Resta però il problema della molteplicità dei centri decisionali, che dilatano tempi e costi. Ma che probabilmente non saranno risolti da una riforma fatta di fretta e furia che non tiene conto di tutti gli interessi in campo. Lo sottolinea bene un recente articolo apparso sul Corriere della Sera in cui Cesare Pinelli affronta proprio la spinosa questione dell’utilità delle Province. E il suo è un sì, condizionato però alla definizione di ruoli precisi. Perché se è vero che un ente intermedio è necessario – e Pinelli insiste sulle “funzioni di vasta area” affidate alle Province, come la pianificazione urbanistica o della rete dei trasporti, che non possono essere lasciate a Regioni o Comuni – l’altra faccia della medaglia è che le Province italiane hanno funzioni che troppo spesso vanno oltre. L’esempio è quello dell’edilizia scolastica, solo per fare citarne uno. E quindi, funzioni che comunque prevedono assessorati, personale amministrativo. In poche parole: spreco di tempo e di denaro pubblico. Perciò, riassumendo il senso dell’articolo, occorre una vera riforma, che non rifletta gli errori del passato, ma concentri nelle mani della Province poche ben definite funzioni e ne limiti il numero.

Poche e ben definite funzioni, quindi, tra cui la gestione del territorio. Proprio il punto da cui era partito il presidente della Provincia di Teramo, Valter Catarra. “Gestione che non può essere demandata ad altri livelli, al microlivello comunale ma neanche al macrolivello regionale – afferma Catarra -, che sarebbe a dir poco ingestibile per territori vasti ed eterogenei.
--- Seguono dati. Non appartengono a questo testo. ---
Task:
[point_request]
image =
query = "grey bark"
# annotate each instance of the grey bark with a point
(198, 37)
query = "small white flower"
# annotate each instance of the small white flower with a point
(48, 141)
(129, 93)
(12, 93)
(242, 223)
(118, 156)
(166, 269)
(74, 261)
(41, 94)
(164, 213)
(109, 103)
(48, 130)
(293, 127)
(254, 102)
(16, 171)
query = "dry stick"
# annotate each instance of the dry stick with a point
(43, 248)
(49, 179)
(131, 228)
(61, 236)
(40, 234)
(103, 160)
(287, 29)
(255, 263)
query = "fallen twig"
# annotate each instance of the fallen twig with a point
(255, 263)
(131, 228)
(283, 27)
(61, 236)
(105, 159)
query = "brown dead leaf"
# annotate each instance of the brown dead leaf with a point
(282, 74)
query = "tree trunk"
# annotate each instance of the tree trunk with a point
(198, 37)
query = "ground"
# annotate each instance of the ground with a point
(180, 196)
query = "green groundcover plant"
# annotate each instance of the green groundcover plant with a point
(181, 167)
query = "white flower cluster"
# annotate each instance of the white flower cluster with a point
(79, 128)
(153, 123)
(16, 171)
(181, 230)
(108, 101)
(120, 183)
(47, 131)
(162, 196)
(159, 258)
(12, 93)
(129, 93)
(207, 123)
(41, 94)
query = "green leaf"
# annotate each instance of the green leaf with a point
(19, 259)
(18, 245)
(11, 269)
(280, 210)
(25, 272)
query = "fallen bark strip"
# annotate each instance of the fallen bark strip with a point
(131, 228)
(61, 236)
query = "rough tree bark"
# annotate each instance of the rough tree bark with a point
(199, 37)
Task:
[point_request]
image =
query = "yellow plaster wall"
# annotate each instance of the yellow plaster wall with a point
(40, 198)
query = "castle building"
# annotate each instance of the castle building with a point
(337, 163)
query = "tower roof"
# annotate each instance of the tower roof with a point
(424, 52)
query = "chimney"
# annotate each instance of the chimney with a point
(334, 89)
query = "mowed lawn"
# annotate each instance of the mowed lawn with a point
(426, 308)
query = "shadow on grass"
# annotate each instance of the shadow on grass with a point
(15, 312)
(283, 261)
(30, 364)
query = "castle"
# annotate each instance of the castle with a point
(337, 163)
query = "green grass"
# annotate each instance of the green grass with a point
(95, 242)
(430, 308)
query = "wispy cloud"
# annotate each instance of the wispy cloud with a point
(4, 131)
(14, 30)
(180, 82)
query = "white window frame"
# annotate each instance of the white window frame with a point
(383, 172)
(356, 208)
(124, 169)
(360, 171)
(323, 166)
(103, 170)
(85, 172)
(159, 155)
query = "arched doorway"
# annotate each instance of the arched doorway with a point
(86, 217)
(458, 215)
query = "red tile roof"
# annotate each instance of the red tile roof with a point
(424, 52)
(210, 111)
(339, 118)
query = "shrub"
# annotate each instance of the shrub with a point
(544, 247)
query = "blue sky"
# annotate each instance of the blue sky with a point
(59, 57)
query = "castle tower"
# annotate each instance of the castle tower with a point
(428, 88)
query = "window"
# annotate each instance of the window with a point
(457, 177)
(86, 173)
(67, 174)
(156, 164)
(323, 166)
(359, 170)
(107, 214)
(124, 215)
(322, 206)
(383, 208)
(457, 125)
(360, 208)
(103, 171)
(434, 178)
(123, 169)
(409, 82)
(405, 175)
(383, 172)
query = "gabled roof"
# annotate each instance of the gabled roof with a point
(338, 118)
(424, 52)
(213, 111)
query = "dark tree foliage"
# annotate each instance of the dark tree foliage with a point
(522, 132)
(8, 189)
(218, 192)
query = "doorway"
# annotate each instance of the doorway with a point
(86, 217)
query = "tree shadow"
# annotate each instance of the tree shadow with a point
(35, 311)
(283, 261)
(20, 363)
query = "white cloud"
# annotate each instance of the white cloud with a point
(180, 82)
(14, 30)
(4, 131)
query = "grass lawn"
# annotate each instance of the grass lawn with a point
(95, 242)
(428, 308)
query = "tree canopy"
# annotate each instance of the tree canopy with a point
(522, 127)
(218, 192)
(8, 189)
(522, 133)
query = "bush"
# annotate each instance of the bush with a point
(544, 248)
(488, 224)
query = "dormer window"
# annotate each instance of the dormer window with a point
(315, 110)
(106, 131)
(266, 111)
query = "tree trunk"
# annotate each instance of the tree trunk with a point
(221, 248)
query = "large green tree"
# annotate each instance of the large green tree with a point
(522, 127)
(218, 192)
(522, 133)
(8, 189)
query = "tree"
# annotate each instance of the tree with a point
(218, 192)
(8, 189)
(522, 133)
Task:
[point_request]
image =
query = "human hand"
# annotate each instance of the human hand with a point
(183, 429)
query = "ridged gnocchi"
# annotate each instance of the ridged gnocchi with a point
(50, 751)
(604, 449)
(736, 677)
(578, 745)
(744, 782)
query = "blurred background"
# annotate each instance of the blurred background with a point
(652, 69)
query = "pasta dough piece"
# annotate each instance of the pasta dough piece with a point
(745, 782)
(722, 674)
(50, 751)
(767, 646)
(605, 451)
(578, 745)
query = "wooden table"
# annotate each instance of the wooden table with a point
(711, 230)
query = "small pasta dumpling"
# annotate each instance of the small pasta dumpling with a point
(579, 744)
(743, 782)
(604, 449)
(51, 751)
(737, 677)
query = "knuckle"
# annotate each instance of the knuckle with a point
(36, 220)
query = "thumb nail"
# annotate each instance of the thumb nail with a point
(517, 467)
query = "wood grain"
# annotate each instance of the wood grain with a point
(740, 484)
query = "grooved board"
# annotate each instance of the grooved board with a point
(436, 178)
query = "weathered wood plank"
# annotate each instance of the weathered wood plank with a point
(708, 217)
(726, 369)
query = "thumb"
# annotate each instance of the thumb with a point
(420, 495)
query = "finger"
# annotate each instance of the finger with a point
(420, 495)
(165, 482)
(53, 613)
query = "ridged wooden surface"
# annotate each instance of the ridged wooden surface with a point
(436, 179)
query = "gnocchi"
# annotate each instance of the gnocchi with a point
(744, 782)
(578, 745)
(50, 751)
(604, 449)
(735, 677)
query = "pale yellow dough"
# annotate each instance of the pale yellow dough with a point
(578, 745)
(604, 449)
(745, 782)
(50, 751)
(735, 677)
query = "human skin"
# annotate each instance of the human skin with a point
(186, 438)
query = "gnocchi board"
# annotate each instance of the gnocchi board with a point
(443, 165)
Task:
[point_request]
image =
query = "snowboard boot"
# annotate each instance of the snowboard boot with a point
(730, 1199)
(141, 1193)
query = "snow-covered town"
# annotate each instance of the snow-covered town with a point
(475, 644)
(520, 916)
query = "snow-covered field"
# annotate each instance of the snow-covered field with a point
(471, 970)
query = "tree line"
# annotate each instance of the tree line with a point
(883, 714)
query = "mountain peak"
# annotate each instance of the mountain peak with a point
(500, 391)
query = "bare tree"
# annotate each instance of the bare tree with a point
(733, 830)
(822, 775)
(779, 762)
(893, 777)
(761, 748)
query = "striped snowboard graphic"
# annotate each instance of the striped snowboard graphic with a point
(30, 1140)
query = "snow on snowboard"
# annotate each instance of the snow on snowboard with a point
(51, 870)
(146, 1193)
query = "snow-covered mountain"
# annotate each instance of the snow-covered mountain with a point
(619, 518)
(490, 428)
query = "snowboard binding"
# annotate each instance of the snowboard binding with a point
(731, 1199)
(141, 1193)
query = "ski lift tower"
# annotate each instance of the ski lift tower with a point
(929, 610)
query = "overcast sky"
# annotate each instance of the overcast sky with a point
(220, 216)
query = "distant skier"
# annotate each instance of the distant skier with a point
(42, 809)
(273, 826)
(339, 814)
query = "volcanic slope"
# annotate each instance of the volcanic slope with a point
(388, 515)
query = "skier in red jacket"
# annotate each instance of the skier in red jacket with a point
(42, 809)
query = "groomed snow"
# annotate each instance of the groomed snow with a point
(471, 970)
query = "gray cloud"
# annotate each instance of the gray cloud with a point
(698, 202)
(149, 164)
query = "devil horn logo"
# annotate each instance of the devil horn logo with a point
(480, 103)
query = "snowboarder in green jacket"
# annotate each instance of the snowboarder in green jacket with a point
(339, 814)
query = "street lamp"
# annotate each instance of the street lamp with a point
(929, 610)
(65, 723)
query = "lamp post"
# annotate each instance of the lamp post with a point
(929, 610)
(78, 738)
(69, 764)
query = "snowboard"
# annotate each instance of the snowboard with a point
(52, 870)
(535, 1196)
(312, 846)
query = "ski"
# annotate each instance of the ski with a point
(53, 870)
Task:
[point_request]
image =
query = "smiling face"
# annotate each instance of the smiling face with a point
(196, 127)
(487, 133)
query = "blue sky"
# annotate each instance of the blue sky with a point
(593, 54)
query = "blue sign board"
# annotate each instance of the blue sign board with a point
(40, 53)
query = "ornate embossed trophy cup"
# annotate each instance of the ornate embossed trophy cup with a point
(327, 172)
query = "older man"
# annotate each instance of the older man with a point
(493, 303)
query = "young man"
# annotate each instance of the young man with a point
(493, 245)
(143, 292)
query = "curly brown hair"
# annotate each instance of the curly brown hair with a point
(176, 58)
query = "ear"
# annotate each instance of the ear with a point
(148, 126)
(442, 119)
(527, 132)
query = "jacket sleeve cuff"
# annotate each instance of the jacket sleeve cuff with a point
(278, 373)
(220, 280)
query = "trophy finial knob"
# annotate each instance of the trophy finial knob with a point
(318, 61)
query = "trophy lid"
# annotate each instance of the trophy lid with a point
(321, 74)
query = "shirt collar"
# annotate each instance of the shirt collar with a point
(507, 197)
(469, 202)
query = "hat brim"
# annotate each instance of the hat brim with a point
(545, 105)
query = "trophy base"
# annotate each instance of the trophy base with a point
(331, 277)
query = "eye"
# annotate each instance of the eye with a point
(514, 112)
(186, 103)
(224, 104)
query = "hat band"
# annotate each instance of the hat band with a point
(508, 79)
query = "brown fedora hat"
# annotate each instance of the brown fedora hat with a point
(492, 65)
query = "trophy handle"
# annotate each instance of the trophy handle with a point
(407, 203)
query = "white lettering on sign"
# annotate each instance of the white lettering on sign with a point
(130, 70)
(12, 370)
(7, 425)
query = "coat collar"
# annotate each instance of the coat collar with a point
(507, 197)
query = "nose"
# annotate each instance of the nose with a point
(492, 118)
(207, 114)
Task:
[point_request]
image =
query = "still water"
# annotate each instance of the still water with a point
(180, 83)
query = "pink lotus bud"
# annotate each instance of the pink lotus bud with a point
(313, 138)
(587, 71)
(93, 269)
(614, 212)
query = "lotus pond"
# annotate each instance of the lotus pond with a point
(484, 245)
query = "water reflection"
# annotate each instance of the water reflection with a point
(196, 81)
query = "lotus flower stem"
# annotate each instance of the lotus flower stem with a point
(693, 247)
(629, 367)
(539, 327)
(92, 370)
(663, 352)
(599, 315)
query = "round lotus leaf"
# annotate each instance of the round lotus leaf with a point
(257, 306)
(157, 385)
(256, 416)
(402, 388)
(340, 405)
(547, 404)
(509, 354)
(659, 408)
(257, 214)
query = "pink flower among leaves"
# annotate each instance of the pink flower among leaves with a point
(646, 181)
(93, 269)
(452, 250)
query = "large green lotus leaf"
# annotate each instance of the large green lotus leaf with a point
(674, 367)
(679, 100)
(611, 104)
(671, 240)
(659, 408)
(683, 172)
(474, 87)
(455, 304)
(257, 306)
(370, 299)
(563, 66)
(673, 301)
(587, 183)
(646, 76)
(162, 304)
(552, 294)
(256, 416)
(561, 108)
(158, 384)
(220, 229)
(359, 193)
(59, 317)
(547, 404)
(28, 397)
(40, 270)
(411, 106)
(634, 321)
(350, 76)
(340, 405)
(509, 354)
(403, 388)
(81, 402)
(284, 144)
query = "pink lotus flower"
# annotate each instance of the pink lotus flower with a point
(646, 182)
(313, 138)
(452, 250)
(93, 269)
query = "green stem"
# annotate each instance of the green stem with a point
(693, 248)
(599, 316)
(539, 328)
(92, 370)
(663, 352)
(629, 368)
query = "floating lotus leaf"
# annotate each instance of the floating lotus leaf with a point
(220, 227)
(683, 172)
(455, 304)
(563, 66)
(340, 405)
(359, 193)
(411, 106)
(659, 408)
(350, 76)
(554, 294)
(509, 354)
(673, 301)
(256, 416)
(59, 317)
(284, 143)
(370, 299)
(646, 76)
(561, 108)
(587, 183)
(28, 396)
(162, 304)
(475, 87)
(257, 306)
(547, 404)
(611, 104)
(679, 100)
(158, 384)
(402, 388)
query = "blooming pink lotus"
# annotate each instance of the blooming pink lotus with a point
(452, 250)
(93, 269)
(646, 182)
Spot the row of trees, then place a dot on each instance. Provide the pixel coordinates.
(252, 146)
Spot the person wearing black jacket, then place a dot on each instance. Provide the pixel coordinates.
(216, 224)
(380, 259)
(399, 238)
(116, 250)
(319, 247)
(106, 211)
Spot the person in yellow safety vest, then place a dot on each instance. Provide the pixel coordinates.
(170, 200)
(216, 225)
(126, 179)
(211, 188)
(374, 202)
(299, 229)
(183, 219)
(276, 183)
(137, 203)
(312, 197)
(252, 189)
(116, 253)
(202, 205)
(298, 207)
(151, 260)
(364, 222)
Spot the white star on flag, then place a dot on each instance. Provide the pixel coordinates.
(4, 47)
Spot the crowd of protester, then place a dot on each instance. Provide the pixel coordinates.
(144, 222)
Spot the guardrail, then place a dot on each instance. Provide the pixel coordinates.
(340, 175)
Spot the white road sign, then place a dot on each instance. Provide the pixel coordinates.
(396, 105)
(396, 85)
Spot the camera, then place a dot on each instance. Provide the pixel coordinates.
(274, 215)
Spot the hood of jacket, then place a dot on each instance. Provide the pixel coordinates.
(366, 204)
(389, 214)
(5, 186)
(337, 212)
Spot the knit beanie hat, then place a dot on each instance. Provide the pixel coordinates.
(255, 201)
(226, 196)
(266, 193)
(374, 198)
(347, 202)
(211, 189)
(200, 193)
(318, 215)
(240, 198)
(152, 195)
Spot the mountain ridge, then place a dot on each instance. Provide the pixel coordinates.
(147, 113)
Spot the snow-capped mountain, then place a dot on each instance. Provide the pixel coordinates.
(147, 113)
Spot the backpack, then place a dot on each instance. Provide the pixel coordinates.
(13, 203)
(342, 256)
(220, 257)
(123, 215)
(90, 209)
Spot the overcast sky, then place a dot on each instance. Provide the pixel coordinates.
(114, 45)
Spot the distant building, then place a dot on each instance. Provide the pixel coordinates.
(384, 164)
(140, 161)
E le recenti calamità naturali, i fenomeni sismici, le passate alluvioni fino agli ultimi eccezionali eventi meteorologici, dimostrano con chiarezza che in Italia purtroppo la gestione del territorio è sempre più gestione dell’emergenza, in cui la capacità di intervenire in maniera tempestiva ed efficace degli enti locali, anche in ragione della maggiore conoscenza e "prossimità" all’ambito amministrato, diviene d’importanza cruciale. Eliminare o peggio lasciare al guado le province significa lasciare il territorio, la comunità locale, senza difese, senza presidii, senza tutele. Senza le Province si rischia solo un’Italia infinitamente più fragile”.